To fulfil the objectives identified in the first section and, at the same time, to address the strong positive asymmetry, a grid of quantile regressions with different percentiles were fitted to the data. The results of the quantile regression models are presented in

Table 4. Each column shows the parameter estimates of the quantile regression at the following percentiles: 50th, 75th, 90th, 95th, 97.5th, and 99th. In general, significant parameter estimates are the same as those found in the multiple linear regression model shown in

Table 3. However, the results in

Table 4 show that the covariates have different marginal effects on conditional quantiles, depending on the estimated percentile. These changes in the parameters, depending on the quantile level at which the model is specified, are clearly illustrated in

Figure 2 and are discussed in detail below.

First,

Table 4 shows that the percentage of kilometers driven at night presents a highly significant effect when we estimate the 50th percentile and that it remains significant—at the 5% level—but with a larger

p-value, when we estimate the 75th, 90th, and 95th percentiles. Likewise, the effect of gender is positive and significant at the 5% significance level for all quantiles, except for the 99th percentile. In the case of the 99th percentile, only Lnkm and Pkdr_vurba present a significant effect, while the rest of the parameters are no longer significant at the 5% level, including the model intercept. The lack of significance may be explained by the wider confidence intervals at a 5% level of significance, observed in

Figure 2 for the 99th percentile.

Table 4 also shows the values of the goodness-of-fit criterion and we observe that the contribution to explain the quantiles of the model with covariates with respect to the model without covariates is higher for extreme percentiles.

Second,

Table 4 and

Figure 2 also show that the magnitude of the marginal effects of variables with significant parameters in the models differs depending on the level of the estimated quantile. Specifically, the marginal effect of Lnkm increases as the level of the estimated quantile increases (being equal to 597.6 and 1180.2 for the 50th and 99th percentiles, respectively). The same pattern, albeit less pronounced, is observed for the marginal effect of Pkdr_nocturn, which increases as the level of the estimated quantile increases (being equal to 5.41 and 37.49 for the 50th and 95th percentiles, respectively). In the case of Pkdr_vurba, the marginal effect is always negative, but in absolute terms it increases with the level of the estimated quantile (being equal to −9.19 and −87.12 for the 50th and 99th percentiles, respectively). Finally, the marginal effect of gender is always positive and increases with the level of the estimated quantile (being equal to 206.76 and 1070.06 for the 50th and 97.5th, respectively).

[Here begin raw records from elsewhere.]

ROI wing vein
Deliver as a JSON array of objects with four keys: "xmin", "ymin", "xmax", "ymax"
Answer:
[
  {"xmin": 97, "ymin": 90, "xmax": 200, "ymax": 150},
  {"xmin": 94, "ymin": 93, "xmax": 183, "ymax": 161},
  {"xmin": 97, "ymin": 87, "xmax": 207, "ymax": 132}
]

It is interesting to compare the results of the quantile regression for the 75th and 95th percentiles. Thus, the model intercept is quite similar in both models. A comparison of the marginal effect of Lnkm shows that a one-unit increase in Lnkm (equivalent to multiplying km by 2.718), increases the 75th percentile of the number of kilometers driven at speeds above the posted limit by 892.80 km, while the 95th percentile increases by 1094.57 km, ceteris paribus. In the case of Pkdr_vurba, increasing the percentage of kilometers driven in urban areas by one percentage unit reduces the 75th percentile of the number of kilometers driven at speeds above the posted limit by 22.26 km and by 53.44 km at the 95th percentile, ceteris paribus. On the other hand, being a man increases the 75th percentile of the number of kilometers driven at speeds above the posted limit by 377.94 km and by 755.87 km at the 95th percentile, ceteris paribus. Finally, increasing the percentage of kilometers driven at night by one percentage unit increases the 75th percentile of the number of kilometers driven at speeds above the limit by 6.71 km and by 37.49 km at the 95th percentile, ceteris paribus.

Finally,

Table 5 illustrates how the model can be implemented for predictive purposes. Let us consider three drivers with different characteristics, each of whom has driven exactly 600 km above the posted speed limit. Compared to the general population, and without conditioning on specific characteristics, these three drivers present a distance driven at excess speeds below the median (689.20 km) and, as such, can be considered relatively safe drivers. However, the key is to calculate the percentile risk level of the response variable given the specific characteristics of each driver. Indeed, it seems obvious that a distance of 600 km driven above the posted speed limit does not denote the same level of risk for an urban driver (who probably does a lot of driving in congested areas), as it does for a driver who drives largely outside the city limits. Most notably, the risk depends on the total distance driven. If we use the grid of different percentiles (

Table 4) to make our predictions, it can be seen that, for a distance of 600 km driven above the speed limit, driver 1 lies at the 50th percentile, indicative of median risk. In contrast, driver 2 lies at the 75th percentile and, so, has a higher risk score when taking his driving characteristics into account. Finally, driver 3 lies at the 90th percentile, indicative of a very high risk.

## 5. Conclusions

We have shown that the distribution of the distance driven above the posted speed limit is not homogeneous with respect to certain driver characteristics. As such, quantile regression is an interesting tool for analyzing risk when telematics information is available. On the assumption that quantiles of distance driven above the speed limit represent a valuable risk measure, our model allows us to identify the factors associated with higher quantile values and, therefore, with risky drivers. This information is valuable in terms of providing preventive early warnings.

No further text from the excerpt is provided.